Olympus, Texas: A Novel
This spellbinding dysfunctional family saga set in small-town Texas puts a modern spin on Greek tragedy, full of fistfights and firearms. Everyone knows everyone else’s business in the fictional town of Olympus, especially when it comes to the notorious Briscoe family. The clan is “a walking collection of deadly sins,” and due to patriarch Peter’s philandering, his children populate several households in town. When prodigal son March returns home after a years-long exile imposed after sleeping with his sister-in- law, he sets a devastating chain of events in motion. Though the story spans a mere six days, several lifetimes’ worth of secrets are revealed in that time, and the ensuing consequences to the family and their town are irrevocable. I devoured this. Content warnings apply. For fans of Lauren Groff’s Fates and Furies and Ann Patchett’s Commonwealth.
*A GOOD MORNING AMERICA Book Club Pick!*
“The Iliad meets Friday Night Lights in this muscular, captivating debut.” —Oprah Daily
“Wildly entertaining.” —Richard Russo, Pulitzer Prize-winning author of Empire Falls
A bighearted debut with technicolor characters, plenty of Texas swagger, and a powder keg of a plot in which marriages struggle, rivalries flare, and secrets explode, all with a clever wink toward classical mythology.
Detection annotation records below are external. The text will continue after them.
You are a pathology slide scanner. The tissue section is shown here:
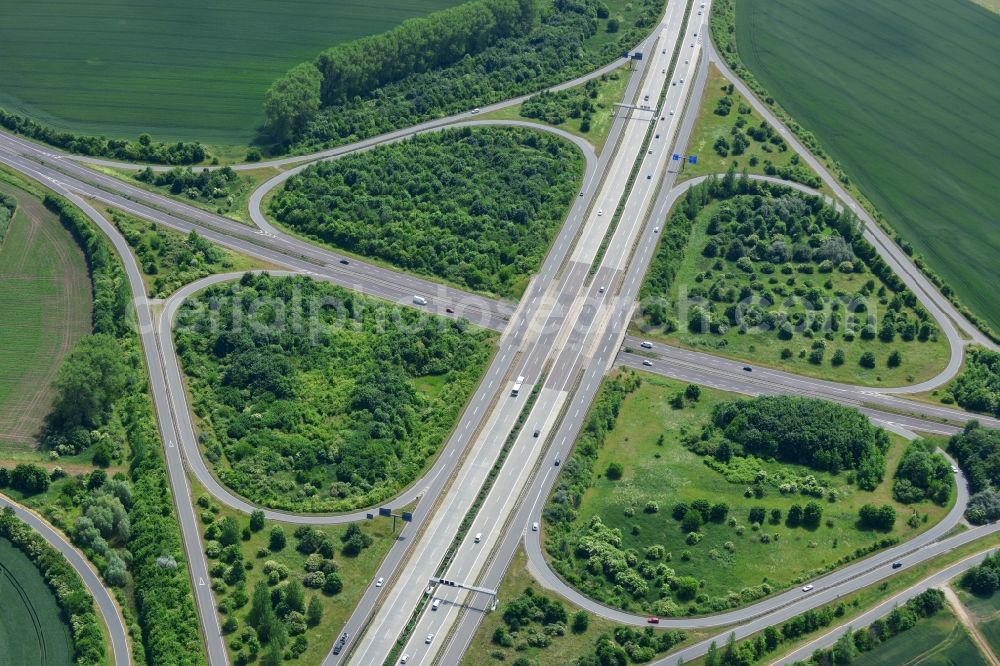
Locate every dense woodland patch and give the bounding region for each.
[274,0,663,152]
[641,174,948,383]
[175,274,494,511]
[270,128,583,296]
The Briscoe family is once again the talk of their small town when March returns to East Texas two years after he was caught having an affair with his brother’s wife. His mother, June, hardly welcomes him back with open arms. Her husband’s own past affairs have made her tired of being the long-suffering spouse. Is it, perhaps, time for a change? Within days of March’s arrival, someone is dead, marriages are upended, and even the strongest of alliances are shattered. In the end, the ties that hold them together might be exactly what drag them all down.
An expansive tour de force, Olympus, Texas cleverly weaves elements of classical mythology into a thoroughly modern family saga, rich in drama and psychological complexity. After all, at some point, don’t we all wonder: What good is this destructive force we call love?